その他 鯖江でがんばる あの人の笑顔と素顔 vol.27

デフリンピックに出場するバスケットボール選手 丸山香織さん(26)
片上小学校、東陽中学校、足羽高校卒。現在は首都圏に住み、フルタイムの会社員として働きながら練習に打ち込んでいる。デフチーム「東京スクラッチガール」などに所属。

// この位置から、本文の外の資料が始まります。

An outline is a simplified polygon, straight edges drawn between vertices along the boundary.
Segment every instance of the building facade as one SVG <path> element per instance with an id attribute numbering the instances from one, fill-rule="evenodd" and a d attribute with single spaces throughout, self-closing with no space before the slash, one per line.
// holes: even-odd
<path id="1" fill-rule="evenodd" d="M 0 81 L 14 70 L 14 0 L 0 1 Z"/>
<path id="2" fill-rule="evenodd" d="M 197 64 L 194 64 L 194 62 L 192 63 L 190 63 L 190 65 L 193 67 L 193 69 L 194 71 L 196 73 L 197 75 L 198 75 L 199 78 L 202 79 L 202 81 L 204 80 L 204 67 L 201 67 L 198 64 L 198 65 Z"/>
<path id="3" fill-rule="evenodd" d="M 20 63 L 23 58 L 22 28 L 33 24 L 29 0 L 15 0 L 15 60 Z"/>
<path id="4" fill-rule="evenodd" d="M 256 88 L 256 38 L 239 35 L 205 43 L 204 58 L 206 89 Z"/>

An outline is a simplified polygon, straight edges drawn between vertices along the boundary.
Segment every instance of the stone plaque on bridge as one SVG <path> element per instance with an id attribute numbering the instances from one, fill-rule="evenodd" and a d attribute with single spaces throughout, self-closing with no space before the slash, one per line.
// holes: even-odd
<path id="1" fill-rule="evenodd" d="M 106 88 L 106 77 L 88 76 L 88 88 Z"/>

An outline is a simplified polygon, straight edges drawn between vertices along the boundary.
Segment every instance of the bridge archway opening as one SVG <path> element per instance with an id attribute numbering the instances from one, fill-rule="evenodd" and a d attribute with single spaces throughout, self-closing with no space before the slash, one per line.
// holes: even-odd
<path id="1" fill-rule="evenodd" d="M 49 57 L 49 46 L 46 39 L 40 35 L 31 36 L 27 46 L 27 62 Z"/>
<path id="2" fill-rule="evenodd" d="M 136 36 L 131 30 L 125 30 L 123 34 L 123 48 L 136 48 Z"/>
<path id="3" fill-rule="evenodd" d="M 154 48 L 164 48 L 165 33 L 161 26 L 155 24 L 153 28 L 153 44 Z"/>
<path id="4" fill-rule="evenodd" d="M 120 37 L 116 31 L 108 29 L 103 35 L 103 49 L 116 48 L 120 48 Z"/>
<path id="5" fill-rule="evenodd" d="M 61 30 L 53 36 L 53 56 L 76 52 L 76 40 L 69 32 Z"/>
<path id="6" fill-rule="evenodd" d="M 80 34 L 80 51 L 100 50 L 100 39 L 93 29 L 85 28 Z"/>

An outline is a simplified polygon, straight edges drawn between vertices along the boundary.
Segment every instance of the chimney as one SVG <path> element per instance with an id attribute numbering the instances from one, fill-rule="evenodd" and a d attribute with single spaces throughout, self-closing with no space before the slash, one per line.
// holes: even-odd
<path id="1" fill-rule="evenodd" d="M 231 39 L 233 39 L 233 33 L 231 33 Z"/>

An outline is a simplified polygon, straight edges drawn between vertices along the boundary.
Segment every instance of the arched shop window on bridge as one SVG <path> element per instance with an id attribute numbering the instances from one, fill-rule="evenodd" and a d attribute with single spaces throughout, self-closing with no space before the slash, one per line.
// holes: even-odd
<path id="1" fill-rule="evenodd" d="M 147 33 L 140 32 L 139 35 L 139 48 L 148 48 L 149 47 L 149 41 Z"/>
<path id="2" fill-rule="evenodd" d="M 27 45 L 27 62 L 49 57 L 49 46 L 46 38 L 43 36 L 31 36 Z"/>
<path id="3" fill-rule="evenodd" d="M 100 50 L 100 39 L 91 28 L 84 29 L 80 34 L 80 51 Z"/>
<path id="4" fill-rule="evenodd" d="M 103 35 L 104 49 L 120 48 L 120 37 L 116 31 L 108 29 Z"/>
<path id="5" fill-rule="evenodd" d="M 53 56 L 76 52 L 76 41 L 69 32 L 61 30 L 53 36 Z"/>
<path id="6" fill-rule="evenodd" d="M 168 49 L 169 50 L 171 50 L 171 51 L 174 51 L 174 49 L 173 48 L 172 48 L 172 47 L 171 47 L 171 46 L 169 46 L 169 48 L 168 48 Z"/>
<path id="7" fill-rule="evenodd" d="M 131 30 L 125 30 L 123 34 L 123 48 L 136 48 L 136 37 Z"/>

持ち味は体の強さを生かしたプレー。相手選手とのコンタクトを恐れず、果敢に攻めてシュートを狙う。趣味はキャンプと寝ること。

《聖地でつなげボールと心》
11月に日本で初めて開催される聴覚障がい者のための国際的なスポーツ大会「東京2025デフリンピック」で、バスケットボール女子日本代表チームのメンバーとして出場する。「鯖江出身の選手として出場できるのは誇り。子どもたちの憧れとなるような姿を見せて、金メダルを狙いたい」。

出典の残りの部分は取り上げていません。